PRI #279, Background for Proposed Update to UAX #9 for Unicode 8.0

2014/08/25

The substantial modifications introduced in Version 6.3 of the Unicode Bidirectional Algorithm added a level of complexity which made the resolution of certain edge cases inconsistent with the overall intent of the algorithm and the results obtained in the more common usage patterns. The update being proposed for Version 8.0 consists of changes to the formal definition of the algorithm to address the inconsistencies in those edge cases.

The proposed modifications for Version 8.0 of the algorithm will result in a slightly different reordering compared to that obtained by a literal interpretation of the current version of the specification. Given the rare incidence of the affected cases, the benefit of correcting the specification outweighs the cost that a formal change incurs.

Furthermore, some implementations of the Unicode Bidirectional Algorithm as of Versions 6.3 and 7.0 may have already interpreted the specification as intended rather than explicitly stated and may have handled the respective edge cases accordingly. The proposed update eliminates any ambiguity in the interpretation of the affected parts of the algorithm, helping achieve better interoperability.

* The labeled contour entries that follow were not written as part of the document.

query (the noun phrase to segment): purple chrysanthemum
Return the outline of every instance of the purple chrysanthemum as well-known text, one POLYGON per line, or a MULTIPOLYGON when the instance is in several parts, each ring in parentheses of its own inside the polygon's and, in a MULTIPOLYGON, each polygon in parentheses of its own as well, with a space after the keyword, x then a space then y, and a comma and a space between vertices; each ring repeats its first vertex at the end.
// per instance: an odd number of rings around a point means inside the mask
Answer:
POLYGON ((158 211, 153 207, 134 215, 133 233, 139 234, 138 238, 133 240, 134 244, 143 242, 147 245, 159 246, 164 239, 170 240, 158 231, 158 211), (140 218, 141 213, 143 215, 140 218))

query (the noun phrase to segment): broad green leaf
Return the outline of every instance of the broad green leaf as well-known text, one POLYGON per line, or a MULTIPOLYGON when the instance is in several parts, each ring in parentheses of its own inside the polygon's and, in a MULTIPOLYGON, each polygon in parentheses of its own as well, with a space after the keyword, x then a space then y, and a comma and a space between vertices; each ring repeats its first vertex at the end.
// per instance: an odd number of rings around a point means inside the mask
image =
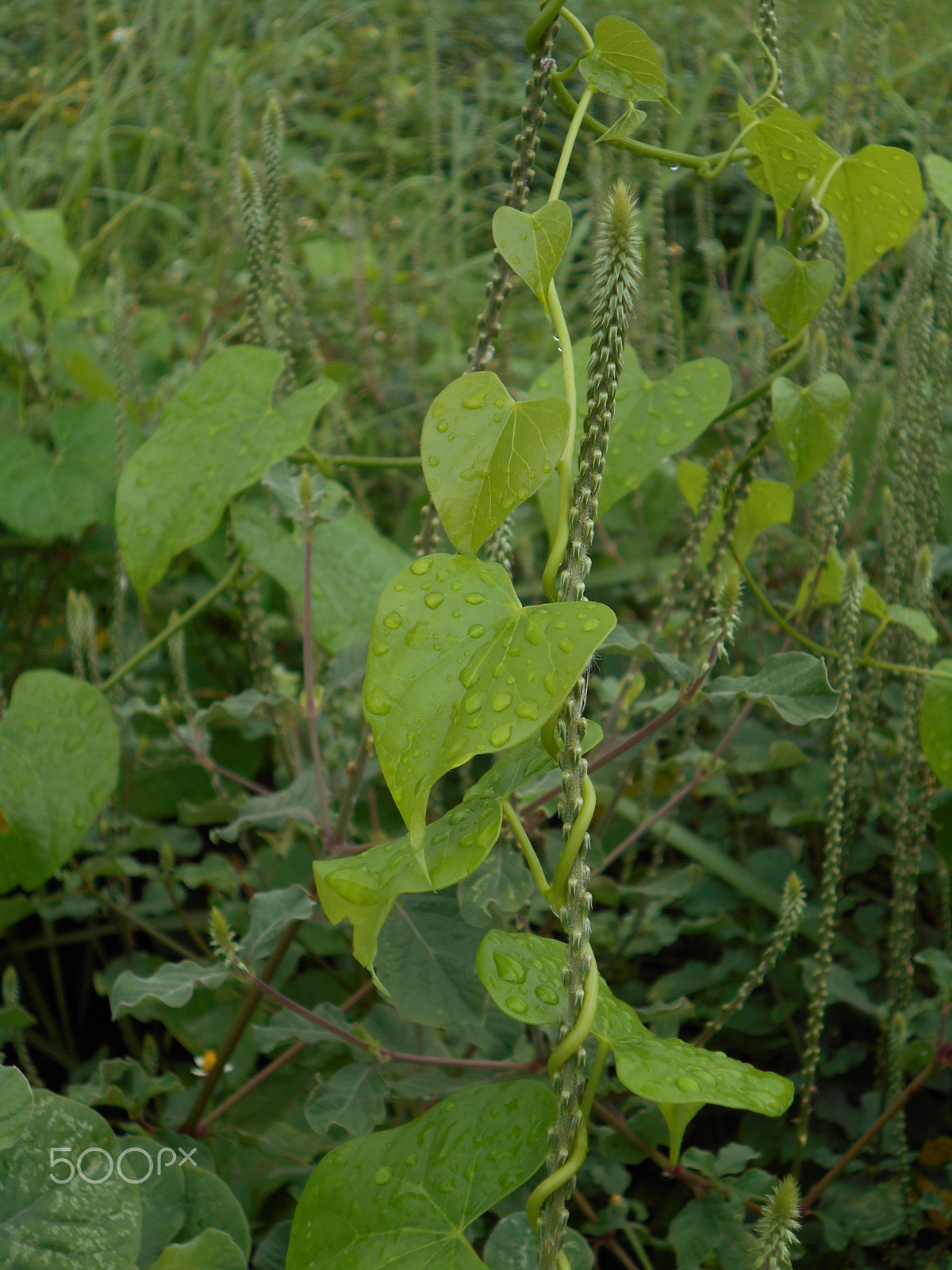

The proposed update for Version 8.0 addresses three specific issues, as described below. To locate the proposed changes in the text of UAX #9, follow the links from its Modifications section.

1. The proposed update corrects the behavior of an isolating run sequence in the particular context when it is tightly flanked by embeddings and enclosed within overrides. Prior to the proposed change, an isolating run sequence did not behave like a neutral in that context, which was contrary to the role of isolates. The fix consists of an update to rules X5a, X5b, and X6a.

2. When the bidirectional type of a bracket character is overridden to a strong L or R by an explicit directional override, then the bracket should no longer be a candidate for a bracket pair, as its overridden bidirectional type indicates the author’s intent to treat the bracket in a specific way rather than neutrally. Without this change, in certain conditions, a paired bracket may end up resolving to a direction opposite that intended by the directional override. The fix consists of updates to definitions BD14 and BD15 and a clarification in the preamble to rule N0.

3. When a paired bracket is accompanied by nonspacing marks, the resolved direction of the marks should always be the same as that of the bracket base, such that the sequence of bracket and nonspacing marks stay whole, as any combining character sequence would. The fix consists of an update to rule N0 of the algorithm.